JohnMo Posted 4 hours ago Posted 4 hours ago 18 minutes ago, joth said: if I can see the floor in a room is not warming up Why do you need a floor sensor for that? A room sensor does that anyway. If a room sensor breaks its an easy job to replace, not so sure about a floor sensor.
joth Posted 3 hours ago Posted 3 hours ago (edited) 29 minutes ago, JohnMo said: Why do you need a floor sensor for that? A room sensor does that anyway. If a room sensor breaks its an easy job to replace, not so sure about a floor sensor. Because if I'm not onsite it's easy for the local contractor to say "oh yes, the heating and floor loop is working, the problem must be with {insert excuse here: poor insulation, high heat losses, bad room sensor}." if I can show the floor screed itself is not getting hot, it's much easier to save myself a call out. Not saying this is how it should be, just how I've found it to be in practice. Also, somewhat counterintuitively, floor sensors are in many ways easier to install as they happen much earlier in the programme. A room air sensor needs to be sympathetic to aesthetics, and coordinated with plastering and decoration, and that sometimes results in them being significantly delayed or even omitted, so functionally useless when the heating is being commissioned. FWIW when I've specified floor temperature probes I think they ended up being direct buried without the install tubes, yet I've had 0% failure rate. That's not a recommendation, just observation.

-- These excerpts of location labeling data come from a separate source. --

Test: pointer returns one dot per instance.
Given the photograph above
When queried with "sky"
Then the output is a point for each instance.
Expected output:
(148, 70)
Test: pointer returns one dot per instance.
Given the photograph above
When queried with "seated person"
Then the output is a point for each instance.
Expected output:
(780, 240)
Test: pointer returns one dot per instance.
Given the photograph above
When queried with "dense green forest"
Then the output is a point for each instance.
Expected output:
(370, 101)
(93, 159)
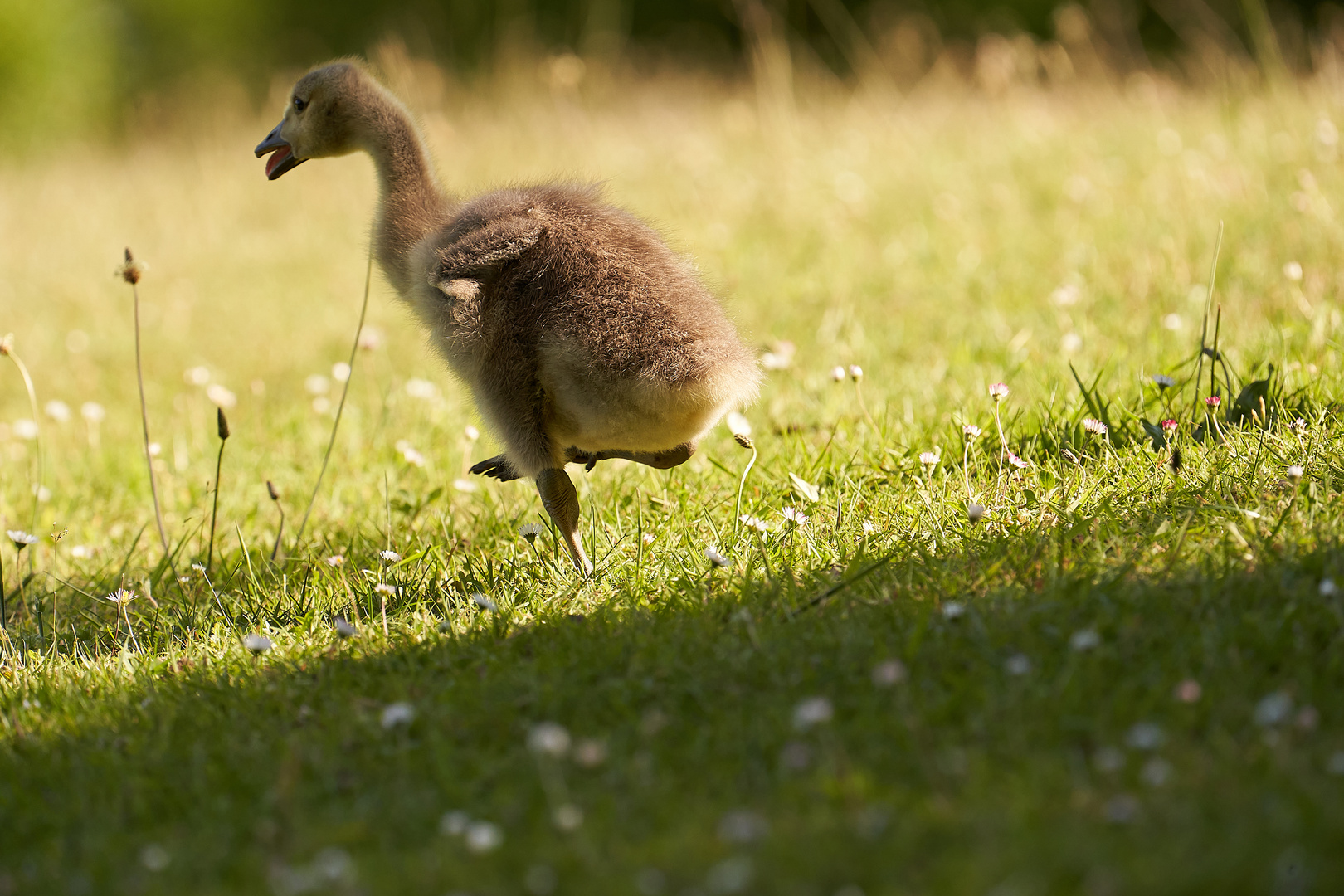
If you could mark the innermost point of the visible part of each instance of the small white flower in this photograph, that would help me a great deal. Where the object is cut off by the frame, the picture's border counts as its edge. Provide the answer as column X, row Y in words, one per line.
column 806, row 489
column 257, row 642
column 889, row 672
column 481, row 835
column 548, row 738
column 713, row 555
column 21, row 538
column 221, row 397
column 813, row 711
column 1083, row 640
column 1273, row 709
column 567, row 817
column 1146, row 735
column 397, row 713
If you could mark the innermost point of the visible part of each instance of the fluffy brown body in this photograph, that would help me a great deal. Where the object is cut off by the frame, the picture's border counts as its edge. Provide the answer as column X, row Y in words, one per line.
column 580, row 334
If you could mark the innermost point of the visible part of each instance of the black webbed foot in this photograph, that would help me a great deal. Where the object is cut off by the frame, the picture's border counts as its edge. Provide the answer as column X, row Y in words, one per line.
column 496, row 468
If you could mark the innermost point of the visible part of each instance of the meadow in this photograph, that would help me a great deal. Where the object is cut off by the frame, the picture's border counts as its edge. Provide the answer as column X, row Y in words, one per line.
column 1064, row 650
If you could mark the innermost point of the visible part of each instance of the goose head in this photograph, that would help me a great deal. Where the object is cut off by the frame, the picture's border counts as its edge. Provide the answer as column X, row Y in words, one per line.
column 324, row 117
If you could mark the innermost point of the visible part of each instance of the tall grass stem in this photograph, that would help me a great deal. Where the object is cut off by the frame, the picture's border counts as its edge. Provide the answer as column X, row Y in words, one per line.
column 344, row 392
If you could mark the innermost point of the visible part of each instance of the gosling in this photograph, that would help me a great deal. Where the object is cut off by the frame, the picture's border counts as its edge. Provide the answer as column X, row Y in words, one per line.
column 580, row 334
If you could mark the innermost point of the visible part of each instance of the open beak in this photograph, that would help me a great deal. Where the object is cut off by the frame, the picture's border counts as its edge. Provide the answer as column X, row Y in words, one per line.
column 283, row 155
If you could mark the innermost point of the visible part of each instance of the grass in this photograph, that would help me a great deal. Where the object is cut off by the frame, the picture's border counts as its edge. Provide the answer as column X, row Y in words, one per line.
column 1120, row 680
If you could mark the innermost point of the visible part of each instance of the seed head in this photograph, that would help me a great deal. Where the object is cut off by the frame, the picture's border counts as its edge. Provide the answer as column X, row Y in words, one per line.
column 257, row 642
column 713, row 555
column 132, row 270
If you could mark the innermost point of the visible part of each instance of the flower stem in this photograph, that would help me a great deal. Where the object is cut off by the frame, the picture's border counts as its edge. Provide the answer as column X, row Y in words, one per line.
column 340, row 409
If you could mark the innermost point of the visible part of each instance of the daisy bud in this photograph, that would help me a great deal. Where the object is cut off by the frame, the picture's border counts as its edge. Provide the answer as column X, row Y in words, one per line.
column 132, row 270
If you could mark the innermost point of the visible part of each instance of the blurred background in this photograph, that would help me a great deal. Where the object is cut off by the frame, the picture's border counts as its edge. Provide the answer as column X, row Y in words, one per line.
column 102, row 67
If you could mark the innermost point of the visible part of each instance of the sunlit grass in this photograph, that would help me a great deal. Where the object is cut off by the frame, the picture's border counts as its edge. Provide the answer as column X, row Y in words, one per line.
column 1109, row 677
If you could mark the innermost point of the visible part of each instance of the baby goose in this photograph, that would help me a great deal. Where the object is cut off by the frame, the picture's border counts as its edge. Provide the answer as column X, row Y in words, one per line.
column 580, row 334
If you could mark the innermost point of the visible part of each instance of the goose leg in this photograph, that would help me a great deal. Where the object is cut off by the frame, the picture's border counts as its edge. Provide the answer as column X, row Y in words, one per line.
column 657, row 460
column 562, row 503
column 498, row 468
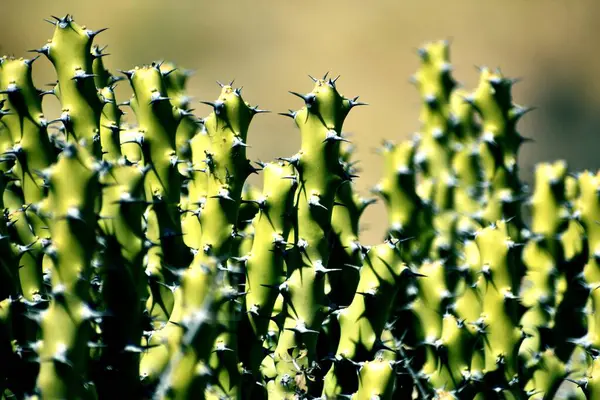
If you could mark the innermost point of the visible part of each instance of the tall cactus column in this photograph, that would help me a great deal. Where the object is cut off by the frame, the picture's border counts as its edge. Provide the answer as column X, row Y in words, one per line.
column 320, row 174
column 71, row 210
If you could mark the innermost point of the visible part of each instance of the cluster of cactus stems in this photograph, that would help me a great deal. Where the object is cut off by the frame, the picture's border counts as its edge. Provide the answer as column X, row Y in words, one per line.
column 137, row 262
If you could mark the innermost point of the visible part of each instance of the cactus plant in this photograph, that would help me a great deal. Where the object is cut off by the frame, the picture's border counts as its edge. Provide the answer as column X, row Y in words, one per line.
column 136, row 260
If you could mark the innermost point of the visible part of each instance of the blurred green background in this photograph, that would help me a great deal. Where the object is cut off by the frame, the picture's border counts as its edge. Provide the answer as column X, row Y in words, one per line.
column 270, row 46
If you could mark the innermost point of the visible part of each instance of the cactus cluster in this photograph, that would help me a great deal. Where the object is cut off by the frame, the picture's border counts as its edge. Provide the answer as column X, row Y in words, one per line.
column 137, row 262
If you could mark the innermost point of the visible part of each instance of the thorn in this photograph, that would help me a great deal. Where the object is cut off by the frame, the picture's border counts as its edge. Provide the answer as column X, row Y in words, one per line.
column 291, row 114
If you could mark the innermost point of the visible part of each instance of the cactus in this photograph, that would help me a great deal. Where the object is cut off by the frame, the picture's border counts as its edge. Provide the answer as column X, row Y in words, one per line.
column 136, row 260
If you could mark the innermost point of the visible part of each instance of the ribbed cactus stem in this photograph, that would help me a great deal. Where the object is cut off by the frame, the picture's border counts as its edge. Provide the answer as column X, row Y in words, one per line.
column 70, row 209
column 320, row 174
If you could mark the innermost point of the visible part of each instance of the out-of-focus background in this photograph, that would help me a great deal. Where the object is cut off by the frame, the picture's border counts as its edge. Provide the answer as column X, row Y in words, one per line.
column 269, row 47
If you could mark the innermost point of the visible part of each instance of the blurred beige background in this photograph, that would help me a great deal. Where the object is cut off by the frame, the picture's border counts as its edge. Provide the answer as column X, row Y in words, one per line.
column 270, row 46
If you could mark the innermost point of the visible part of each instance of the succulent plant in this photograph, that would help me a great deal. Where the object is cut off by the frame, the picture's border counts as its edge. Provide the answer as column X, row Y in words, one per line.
column 136, row 261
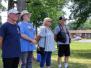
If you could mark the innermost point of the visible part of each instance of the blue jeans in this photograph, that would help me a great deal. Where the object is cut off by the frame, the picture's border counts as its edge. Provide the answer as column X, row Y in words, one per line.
column 46, row 58
column 26, row 59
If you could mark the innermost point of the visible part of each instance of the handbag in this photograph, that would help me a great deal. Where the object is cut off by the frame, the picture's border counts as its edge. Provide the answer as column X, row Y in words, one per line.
column 41, row 50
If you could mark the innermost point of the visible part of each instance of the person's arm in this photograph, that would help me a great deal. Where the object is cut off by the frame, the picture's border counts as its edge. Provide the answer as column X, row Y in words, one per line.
column 56, row 30
column 27, row 38
column 1, row 42
column 37, row 38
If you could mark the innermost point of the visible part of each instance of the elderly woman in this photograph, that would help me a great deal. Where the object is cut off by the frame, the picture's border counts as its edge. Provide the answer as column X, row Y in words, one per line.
column 48, row 43
column 27, row 37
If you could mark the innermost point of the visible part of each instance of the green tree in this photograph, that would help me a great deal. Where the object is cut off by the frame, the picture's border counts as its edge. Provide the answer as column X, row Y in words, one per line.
column 84, row 26
column 81, row 11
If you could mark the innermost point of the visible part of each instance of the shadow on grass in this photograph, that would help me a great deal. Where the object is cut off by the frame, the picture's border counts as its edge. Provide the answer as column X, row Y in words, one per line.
column 55, row 65
column 86, row 54
column 71, row 65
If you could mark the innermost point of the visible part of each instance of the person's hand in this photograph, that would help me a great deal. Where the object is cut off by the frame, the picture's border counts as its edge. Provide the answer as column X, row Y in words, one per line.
column 34, row 41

This is with Dallas type encapsulated 1-wire probes. Edited 3 hours ago by joth
Nickfromwales Posted 3 hours ago Posted 3 hours ago 39 minutes ago, joth said: FWIW when I've specified floor temperature probes I think they ended up being direct buried without the install tubes, yet I've had 0% failure rate. That's not a recommendation, just observation. This is with Dallas type encapsulated 1-wire probes. I direct bury the ones for UTH in bathrooms, but as they're so cheap I just put A - in use and B - spare each time. I just prefer the nub on the end to be wrapped in tile adhesive or SLC for the most accurate reading possible. The last job where I was asked to do this, we just used offcuts of 16mm ufh pipe and made long sweeping bends. The probes then got taped to piano wire and pushed into the depths; if these fail, you just pulled out the piano wire, re-attach, and poke the wee beastie back in.